It's important to recognize that assuming control over the future based on past or present circumstances is a common misconception. The events of 2020 have taught us a valuable lesson - we should never be overconfident enough to believe that we can predict the challenges that lay ahead.
Furthermore, it's important to remember that even though we may not know the specifics of what's to come, we can still take steps to prepare for the unexpected. By staying informed and adaptable, businesses can respond effectively to challenges and remain vigilant and proactive in their approach to the future.
The idea of Industry 4.0, also known as the 4th Industrial Revolution or the "Factory of the Future," is the approach taken by manufacturers to adapt to the challenges faced in 2020 and prepare for any future obstacles that may arise. This methodology has enabled manufacturers to stay afloat and thrive in the current landscape.
One answer to achieving an agile production process that adapts smartly to new and even earth-shattering changes (this is the dream of Industry 4.0) lies within process control, validation, and monitoring. The collection and transfer of quality data can unlock new pathways to production efficiency, throughput acceleration, process innovations, root cause analysis, product performance failure avoidance, and zero defect manufacturing.
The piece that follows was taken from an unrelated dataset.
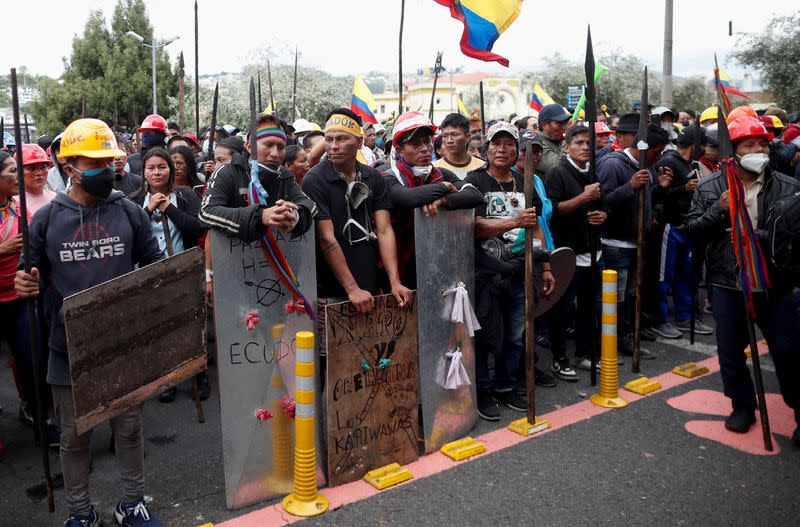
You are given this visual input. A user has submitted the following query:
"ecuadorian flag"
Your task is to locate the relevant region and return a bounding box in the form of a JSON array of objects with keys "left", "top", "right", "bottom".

In short, optimized data equals lower costs and higher yields.
This article explores the concepts of zero-defect manufacturing and Industry 4.0, highlighting their shared objective of revolutionizing traditional manufacturing practices. Leveraging cutting-edge technologies, data intelligence, and innovative quality management methodologies, both concepts seek to enhance performance, minimize downtime, and boost competitiveness in the market.
What is Zero Defect Manufacturing (ZDM)?
Zero-defect manufacturing is a quality management philosophy that lays the foundation for both lean production and Six Sigma. ZDM is a process that aims to eliminate defects in the production process. It is a critical aspect of modern manufacturing that ensures that every product that comes off the assembly line is of the highest quality possible.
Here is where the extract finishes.